Support is varied, and Off World Technology is still working diligently to raise business at a higher level.
We called the Legislature-Beth Kerttula, they've responded and we're playing phone tag, but they're right on it, they said.
In addition to the voice recognition software, Bowen is working on other projects such as resolving three party telephone communication.
"He's almost broken the TTY process. It's when a deaf person calls, a hand person calls, and an operator; it's a whole hassle. It's almost to the point where a deaf person picks up a phone and calls directly and says, 'hello,' and we get rid of all the interpreters. There's a definite need for that," Fitzhugh said.
Money generated is being used to complete another software that will basically let any deaf person just walk up to a computer with a camera, start signing and have
the computer speak what the deaf individual is signing out loud, called gesture recognition technology.
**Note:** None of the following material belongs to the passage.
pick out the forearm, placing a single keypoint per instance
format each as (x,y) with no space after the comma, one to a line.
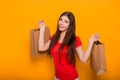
(41,43)
(87,53)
"I want it in all the institutions, in the walls, in the computers, everywhere, so they don't have to have a device. So, they could walk up to something and just communicate. Basically, it's taking me and all my experiences and skills as being a child in a deaf and hearing world and putting it into the computer so anybody can access it," he said.
Funds are an issue, and it would take around 10 to 20 thousand dollars to create a mass produced device that would bridge the gap in deaf technology.
"I have fundamental goals, when I look toward the future: I think big. I'm sick of hearing people are leaving town (and) there's no jobs for young people, deaf people. If I can create something that can grow, I have the organizational mindset that can employ lots of people. Somebody has to encourage that kind of activity," Bowen said.